Gegen Hass, Gewalt und Pornografie setzen die Landesmedienanstalten (LMA) seit vergangenem Jahr eine neue Waffe ein: Künstliche Intelligenz. Diese wühlt sich seitdem durch das Internet. Ein Beitrag darüber, wie die KI funktioniert – und was die Sächsische Landesmedienanstalt für privaten Rundfunk und neue Medien (SLM) dazu leider nicht sagen kann.
Von Leonhard Pitz
Daten und Fakten zur KI der LMA
- Nach einer Ausschreibung durch die bei dem Projekt führende Landesanstalt für Medien NRW (LfM) entwickelte die Condat AG aus Berlin die Software zur Erkennung problematischer Inhalte: „KIVI“ (Das VI steht für „vigilare“, das lateinische Wort für „überwachen“).

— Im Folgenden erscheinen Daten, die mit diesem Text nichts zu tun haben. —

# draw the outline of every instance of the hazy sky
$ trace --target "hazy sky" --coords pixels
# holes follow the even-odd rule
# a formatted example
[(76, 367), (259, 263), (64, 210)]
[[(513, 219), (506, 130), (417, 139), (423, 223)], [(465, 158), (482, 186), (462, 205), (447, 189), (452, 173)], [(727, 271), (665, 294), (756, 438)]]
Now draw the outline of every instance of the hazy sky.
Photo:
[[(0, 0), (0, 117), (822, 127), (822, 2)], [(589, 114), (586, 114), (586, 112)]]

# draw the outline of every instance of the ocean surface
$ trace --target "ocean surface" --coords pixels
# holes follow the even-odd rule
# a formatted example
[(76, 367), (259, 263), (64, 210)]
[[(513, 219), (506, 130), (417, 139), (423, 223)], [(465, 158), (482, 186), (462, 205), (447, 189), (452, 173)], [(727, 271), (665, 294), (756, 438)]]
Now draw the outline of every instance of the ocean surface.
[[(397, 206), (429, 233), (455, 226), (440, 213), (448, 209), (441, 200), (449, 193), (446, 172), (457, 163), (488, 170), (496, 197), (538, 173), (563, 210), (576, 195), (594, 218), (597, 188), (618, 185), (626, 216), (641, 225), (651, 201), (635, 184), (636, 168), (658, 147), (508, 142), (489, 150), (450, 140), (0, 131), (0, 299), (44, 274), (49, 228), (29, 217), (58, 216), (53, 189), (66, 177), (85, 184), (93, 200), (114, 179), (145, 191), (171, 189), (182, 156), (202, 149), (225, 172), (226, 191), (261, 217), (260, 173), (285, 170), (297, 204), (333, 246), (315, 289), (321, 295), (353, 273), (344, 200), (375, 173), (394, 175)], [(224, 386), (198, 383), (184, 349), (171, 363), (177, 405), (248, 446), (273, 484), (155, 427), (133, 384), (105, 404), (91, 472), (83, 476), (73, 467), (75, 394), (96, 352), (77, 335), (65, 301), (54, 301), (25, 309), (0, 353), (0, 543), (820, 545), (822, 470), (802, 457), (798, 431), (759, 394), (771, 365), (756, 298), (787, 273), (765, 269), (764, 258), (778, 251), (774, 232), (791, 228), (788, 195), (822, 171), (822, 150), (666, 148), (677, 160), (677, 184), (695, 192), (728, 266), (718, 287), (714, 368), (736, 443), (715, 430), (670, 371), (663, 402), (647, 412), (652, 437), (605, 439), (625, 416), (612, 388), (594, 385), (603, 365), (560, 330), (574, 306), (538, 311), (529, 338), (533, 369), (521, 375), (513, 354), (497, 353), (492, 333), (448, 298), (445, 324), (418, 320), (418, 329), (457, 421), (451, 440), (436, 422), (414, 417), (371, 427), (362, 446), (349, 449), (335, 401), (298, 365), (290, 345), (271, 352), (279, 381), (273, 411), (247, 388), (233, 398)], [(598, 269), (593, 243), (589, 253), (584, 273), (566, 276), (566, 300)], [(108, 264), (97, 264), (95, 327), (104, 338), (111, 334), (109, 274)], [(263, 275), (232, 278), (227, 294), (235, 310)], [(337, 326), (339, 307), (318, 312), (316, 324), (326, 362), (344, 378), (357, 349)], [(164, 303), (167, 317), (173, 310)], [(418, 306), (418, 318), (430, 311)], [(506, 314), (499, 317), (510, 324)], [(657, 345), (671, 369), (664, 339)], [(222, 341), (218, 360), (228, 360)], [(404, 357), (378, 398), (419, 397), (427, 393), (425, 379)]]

- Seit Herbst 2022 wird „KIVI“ auch von der sächsischen Landesanstalt für private Medien und Rundfunk (SLM) eingesetzt, erklärte deren Sprecherin Ines Herzog auf FLURFUNK-Anfrage.
- Die einmaligen Kosten für Entwicklung und Weiterentwicklung betrugen 164.000 Euro, so die Landesmedienanstalt NRW gegenüber netzpolitik.org. Hinzu kämen monatliche Lizenzgebühren. Die Landesmedienanstalt NRW zahlt hierfür 2.300 Euro. Wie viel die SLM überweist, falle unter das Betriebs- und Geschäftsgeheimnis des Vertragspartners. „Darüber hinaus könnte die Veröffentlichung dieser Informationen die berechtigten Interessen der SLM an eine wirtschaftliche und sparsame Haushaltsführung in zukünftigen Vertragsverhandlungen zu Lasten des Gebührenzahlers gefährden“, so Herzog auf FLURFUNK-Nachfrage.
Was „KIVI“ scannt?
Nach SLM-Angaben arbeitet KIVI so: Die Software führt eine Keyword- und Link-basierte Suche nach Inhalten im Internet und auf sozialen Netzwerken durch. „Davon umfasst sind alle öffentlich einsehbaren Bereiche in Social-Media-Profilen, d.h. je nach Plattform sowohl einzelne Postings als auch Beiträge in Kommentaren und daneben alle sonstigen frei zugänglichen Webseiten.“ Nach Auskunft der Landesmedienanstalt NRW werden folgende Plattformen gescannt:
- Das russische Netzwerk VKontakte (vk.com),
- Twitter,
- Telegram,
- TikTok,
- Youtube,
- BitChute („ein YouTube für Nazis“, wie der RND 2020 titelte),
- GETTR (die Twitter-Alternative eines ehemaligen Trump-Beraters)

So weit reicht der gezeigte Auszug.